Keith Jarrett (Canada and Europe) lives and works in London. Poet and fiction writer, he is currently a PhD scholar at Birkbeck, University of London, where he is completing his first novel, exploring the migration of religion from the Caribbean to London. Keith is a former UK Poetry Slam Champion; he also won the International Slam Championship at FLUPP in Rio.
Diana McCaulay (Caribbean) is a Jamaican environmental activist and award-winning writer. She is the founder and Chair of the Jamaica Environment Trust and has published four novels – Dog-Heart, Huracan (Peepal Tree Press), Gone to Drift (Papillote Press and HarperCollins) and White Liver Gal (self published). She won the Hollick Arvon Prize for non-fiction in 2014 for her work-in-progress, a creative non-fiction book entitled Loving Jamaica. She was the regional winner of the Commonwealth Short Story Prize in 2012, for her story “The Dolphin Catchers”.
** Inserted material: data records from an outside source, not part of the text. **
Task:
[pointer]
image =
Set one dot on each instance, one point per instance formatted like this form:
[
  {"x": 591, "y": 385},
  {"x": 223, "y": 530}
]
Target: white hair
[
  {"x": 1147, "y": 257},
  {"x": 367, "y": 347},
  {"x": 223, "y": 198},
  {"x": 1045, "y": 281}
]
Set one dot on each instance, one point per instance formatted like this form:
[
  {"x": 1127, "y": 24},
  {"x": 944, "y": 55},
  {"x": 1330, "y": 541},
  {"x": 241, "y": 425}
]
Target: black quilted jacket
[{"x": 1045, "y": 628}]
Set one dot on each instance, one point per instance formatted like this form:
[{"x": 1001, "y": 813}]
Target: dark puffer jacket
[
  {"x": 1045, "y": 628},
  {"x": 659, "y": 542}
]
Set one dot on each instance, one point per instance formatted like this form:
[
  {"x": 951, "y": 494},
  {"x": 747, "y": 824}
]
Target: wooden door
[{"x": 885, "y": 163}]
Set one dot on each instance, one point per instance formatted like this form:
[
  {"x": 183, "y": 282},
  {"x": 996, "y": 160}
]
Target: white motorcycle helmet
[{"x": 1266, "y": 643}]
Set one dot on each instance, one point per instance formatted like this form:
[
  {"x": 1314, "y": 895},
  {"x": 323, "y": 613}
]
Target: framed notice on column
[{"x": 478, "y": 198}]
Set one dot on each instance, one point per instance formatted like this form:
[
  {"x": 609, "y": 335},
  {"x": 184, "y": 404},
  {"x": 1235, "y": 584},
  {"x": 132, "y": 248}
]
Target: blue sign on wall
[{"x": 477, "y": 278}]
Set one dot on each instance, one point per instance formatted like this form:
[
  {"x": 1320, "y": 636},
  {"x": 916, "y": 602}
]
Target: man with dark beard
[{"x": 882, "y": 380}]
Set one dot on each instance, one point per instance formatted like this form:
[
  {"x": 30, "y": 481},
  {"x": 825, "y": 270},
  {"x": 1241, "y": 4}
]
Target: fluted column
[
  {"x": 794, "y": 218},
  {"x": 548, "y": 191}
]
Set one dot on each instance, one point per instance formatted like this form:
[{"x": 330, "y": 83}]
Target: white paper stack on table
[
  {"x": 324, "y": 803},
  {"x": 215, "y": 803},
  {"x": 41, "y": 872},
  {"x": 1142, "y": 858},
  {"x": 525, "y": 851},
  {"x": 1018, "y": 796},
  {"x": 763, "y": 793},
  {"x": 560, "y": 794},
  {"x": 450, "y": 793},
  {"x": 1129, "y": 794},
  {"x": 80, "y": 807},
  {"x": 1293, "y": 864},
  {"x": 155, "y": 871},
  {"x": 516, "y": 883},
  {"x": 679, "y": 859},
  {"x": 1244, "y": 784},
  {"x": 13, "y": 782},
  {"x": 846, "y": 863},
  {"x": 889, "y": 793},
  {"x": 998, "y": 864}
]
Tina Makereti (Pacific) writes essays, novels and short fiction. She is author of The Imaginary Lives of James Pōneke, Where the Rēkohu Bone Sings and Once Upon a Time in Aotearoa, and in 2017 she co-edited Black Marks on the White Page, an anthology that celebrates Māori and Pasifika writing, with Witi Ihimaera. In 2016 her story ‘Black Milk’ won the Pacific region Commonwealth Writers Short Story Prize.